There were only about a dozen or so houses in the tiny port town of Manatí, Cuba in the early 1930’s.
This one held a family with the last name Perez-Puelles. The father of this household was the customs official of that little town. He was my grandfather. The few residents of the town were all connected because of their service in the shipyards.
The father of the 2nd family, Spanish immigrants – the Prietos, was a big, strong Asturian who’s job it was to load and unload the big ships that came into that port.
I should interject here that Cuba boasted a huge surge of immigrants. 3rd in the world at the time. It was literally a land of opportunity.
The port of Manatí was such a small place, though, that everyone was connected somehow to the business of loading and unloading trade vessels. The families all knew one another. It was impossible not to. I am not sure of the count, but I think it was about 18 families. (The spot is marked by the yellow triangle on this map.) Far from Havana, remotely located. Populated by the workers in the shipyards.
Some of the last names from there: Perez-Puelles, Suris, Prieto, Acuña, El Bolo, Lechuga, Lopez, have been familiar to me my entire life. They are the characters that make up the stories of my mother’s youth in that tiny port town of Manatí.
Fast forward 70 years, and two weeks ago at Cuba Nostalgia. Because of the magic of the internet, I recognize the sweet older couple who are standing in front of the Babalú booth looking on with pride – they are Val’s parents.
So, I introduce myself to them: "Soy la nieta de Perez-Puelles." ("I am the grand-daughter of Perez-Puelles.") He stops and stares, shows me the goose-bumps on his arms and proceeds to lock me in a big bear hug.

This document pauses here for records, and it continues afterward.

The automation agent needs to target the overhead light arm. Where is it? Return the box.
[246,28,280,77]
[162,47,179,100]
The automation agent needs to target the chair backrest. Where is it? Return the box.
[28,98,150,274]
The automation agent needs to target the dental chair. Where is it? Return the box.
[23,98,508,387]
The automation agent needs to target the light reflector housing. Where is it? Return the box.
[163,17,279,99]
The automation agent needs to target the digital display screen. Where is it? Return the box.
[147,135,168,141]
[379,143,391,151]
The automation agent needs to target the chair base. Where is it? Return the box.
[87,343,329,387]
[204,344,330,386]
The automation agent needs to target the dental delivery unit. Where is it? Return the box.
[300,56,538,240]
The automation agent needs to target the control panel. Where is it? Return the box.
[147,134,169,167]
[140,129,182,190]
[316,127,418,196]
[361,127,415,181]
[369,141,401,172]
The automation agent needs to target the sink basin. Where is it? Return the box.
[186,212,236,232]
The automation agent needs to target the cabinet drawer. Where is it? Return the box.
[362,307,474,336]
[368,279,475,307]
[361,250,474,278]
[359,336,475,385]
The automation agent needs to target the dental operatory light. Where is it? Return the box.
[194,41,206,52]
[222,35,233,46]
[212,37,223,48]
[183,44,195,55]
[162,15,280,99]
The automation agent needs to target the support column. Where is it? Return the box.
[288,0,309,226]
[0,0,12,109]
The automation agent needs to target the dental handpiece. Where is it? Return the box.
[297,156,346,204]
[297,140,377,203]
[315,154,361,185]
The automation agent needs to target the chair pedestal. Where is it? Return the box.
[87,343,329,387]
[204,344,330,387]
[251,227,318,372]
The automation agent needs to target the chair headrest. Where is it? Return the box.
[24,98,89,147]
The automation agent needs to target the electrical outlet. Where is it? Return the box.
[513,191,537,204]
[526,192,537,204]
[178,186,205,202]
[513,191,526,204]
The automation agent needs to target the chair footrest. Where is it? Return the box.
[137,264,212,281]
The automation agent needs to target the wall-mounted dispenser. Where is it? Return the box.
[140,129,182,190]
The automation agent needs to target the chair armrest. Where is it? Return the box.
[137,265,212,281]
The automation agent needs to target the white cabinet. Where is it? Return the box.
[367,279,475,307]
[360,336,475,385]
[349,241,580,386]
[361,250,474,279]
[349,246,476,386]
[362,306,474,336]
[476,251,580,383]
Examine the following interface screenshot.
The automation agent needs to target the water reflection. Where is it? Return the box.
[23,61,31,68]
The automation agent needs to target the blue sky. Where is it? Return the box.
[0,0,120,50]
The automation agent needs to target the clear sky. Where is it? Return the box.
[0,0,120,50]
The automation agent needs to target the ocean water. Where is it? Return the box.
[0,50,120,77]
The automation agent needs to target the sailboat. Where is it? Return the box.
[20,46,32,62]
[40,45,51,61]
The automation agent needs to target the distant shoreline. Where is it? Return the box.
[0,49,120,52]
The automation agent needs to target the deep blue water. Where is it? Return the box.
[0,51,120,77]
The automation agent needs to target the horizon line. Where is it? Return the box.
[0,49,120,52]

She immediately starts weeping. I was pretty composed until that moment.
We started asking questions, telling stories. He told stories with the same familiar names in them. The ones that I had grown up hearing. "When your grandparents moved out of that house, my family moved in."
What are the odds, I wonder? That the descendants of two families from that tiny spot, who actually lived in the same little house, and now live on opposite coasts, would come, not to just find each other on the internet, but to become friends, connected in that amazing Cuban way.
This is why I consider Val Prieto, not just my fellow blogger and friend, but I consider him family. (BTW, we only met face-to-face 2 weeks ago =D)
And, no. I don’t believe in coincidences. I believe in intelligent design. I am grateful to Val for inviting me to come over and cook on his blog on Thursdays – this was before he knew that our families went back 70 years together. I am grateful to be part of the Babalú family of contributors. I am grateful for the moment when Val’s dad looked me in the eye and spoke a blessing to my family from his (yes, I wept like the little girl I am =D). I am grateful for my mother’s amazing memory. But most of all, I’m grateful to God who obviously set a chain of events in motion over 70 years ago to bring us all to this place and time. It gives me tremendous comfort to know that my life is in Good Hands.
I’m humbled to find myself in such powerful company. The list there to the right of Smart Cuban Bloggers includes these and so many more that I respect and admire.
Left to Right:
Ziva, Blog for Cuba
Henry, Cuban-American Pundits
Oh, and yes, that’s me. The one with the tears in her eyes. Amazed at the chain of events and good fortune that have brought me to this place where I am part of something so much bigger than myself.